Jerry West says he would be okay if the NBA no longer used his likeness for its logo, which, besides being an all-time humble brag, opens up all kinds of creative possibilities for a new logo.
Perhaps Kareem Abdul-Jabbar’s sky hook could replace the silhouette of West dribbling the ball. Or maybe the league can rent Michael Jordan’s Jump Man from Nike. What about Kobe Bryant shooting a fade away with two defenders on him? LeBron James dunking would work. Better yet, LeBron James seated on the bench holding a coffee cup.
The latter was the awful image from a nationally televised game in March between the Cleveland Cavaliers and the Los Angeles Clippers that had the league up in arms. A resting LeBron sipping coffee during a game is not the look the league is going for.
It’s the image that prompted NBA Commissioner Adam Silver to send a memo to his 30 owners asking/pleading/demanding that the teams fulfill their obligation to serve paying customers, not to mention their network partners who are paying millions to televise these games. And Kevin Durant is right — that memo only refers to a handful of players, starting with LeBron and including the likes of Stephen Curry and Durant.
In a superstar-driven league, the fans pay to see the stars, not just a bunch of role players. (With New York being the lone exception, of course, even though fans at Madison Square Garden think they have a star-studded lineup. That’s a story for another day).
The reality is there is no way for the league to police resting players. On Monday, the Cavs, who were playing their third game in four nights, held out LeBron as well as Kyrie Irving. The team claims that LeBron, who has been to six straight NBA Finals and quite frankly deserves a break every now and then, is carrying a calf injury while Irving has experienced knee soreness. The Cavs may, in fact, be telling the truth about both players.
It is the second time this season that both LeBron and Kyrie have skipped a game in Miami. On the one hand, that’s bad luck for the ticket buyers of South Florida and great news for Pat Riley’s team, which won in overtime, 124-121, to stay alive in its fight for the final playoff spot in the Eastern Conference.
There is no easy solution. Following last week’s board of governor’s meeting in New York, Silver didn’t entirely rule out reducing the 82-game regular season, but don’t expect that to happen any time soon. The issue is that for a team like Cleveland, the competition is so weak that finishing first, second or even third and fourth in the East is not going to prevent LeBron and the Cavs from winning as a lower-seeded team.
This is the team that won Games 5 and 7 of the NBA Finals last June on the road.
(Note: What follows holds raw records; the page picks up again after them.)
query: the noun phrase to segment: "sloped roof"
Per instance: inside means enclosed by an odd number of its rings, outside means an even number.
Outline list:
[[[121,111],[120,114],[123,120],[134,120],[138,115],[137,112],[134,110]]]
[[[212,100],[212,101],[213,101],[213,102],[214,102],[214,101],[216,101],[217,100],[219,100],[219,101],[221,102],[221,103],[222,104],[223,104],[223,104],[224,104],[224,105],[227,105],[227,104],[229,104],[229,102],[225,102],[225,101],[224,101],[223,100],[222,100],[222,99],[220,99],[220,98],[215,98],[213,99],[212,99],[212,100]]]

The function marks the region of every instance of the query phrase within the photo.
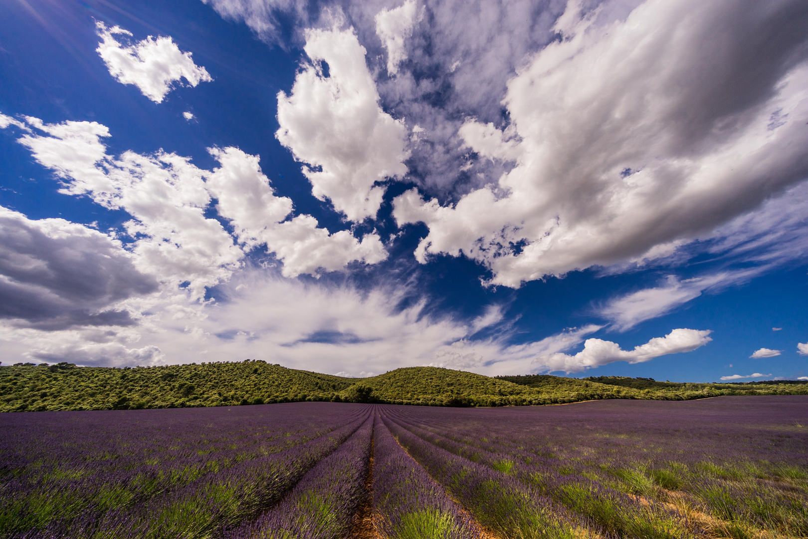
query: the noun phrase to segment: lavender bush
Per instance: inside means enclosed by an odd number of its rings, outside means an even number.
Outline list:
[[[322,459],[277,505],[225,539],[335,539],[353,524],[364,495],[373,418]]]
[[[480,536],[479,528],[405,453],[378,418],[373,438],[373,508],[379,532],[391,539]]]
[[[806,425],[804,396],[0,415],[0,538],[804,537]]]

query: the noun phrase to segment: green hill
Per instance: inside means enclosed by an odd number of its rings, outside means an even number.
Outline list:
[[[800,381],[691,384],[646,378],[496,377],[436,367],[344,378],[263,361],[165,367],[0,366],[0,411],[128,410],[297,401],[422,406],[561,404],[602,398],[684,400],[730,394],[808,394]]]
So if LeBron needs to win a Game 5 in Boston, I think he’s got that covered.
One option that the league seems to be against is getting rid of divisions and conferences and just seed the playoff teams 1 through 16, regardless of geography. Besides getting the teams with the 16 best records into the postseason, a team like Cleveland couldn’t just cruise to the Finals in a weaker conference. In fact, the Cavs currently own the fourth-best record in the NBA, which under a revised format would have them on a collision course with Golden State in the semifinals.
And don’t get wrapped up in worry about travel. If the Clippers had to play the Celtics in a second-round series, so be it. If you haven’t noticed, NBA teams travel via luxurious charter planes. Golden State played Memphis in the playoffs two seasons ago. If they had to stay on the plane a little longer to get to, say, Atlanta, that’s not going to kill them.
The fact is, playoff seeding will matter. The games in March and in April will matter. And you won’t see as many coffee breaks.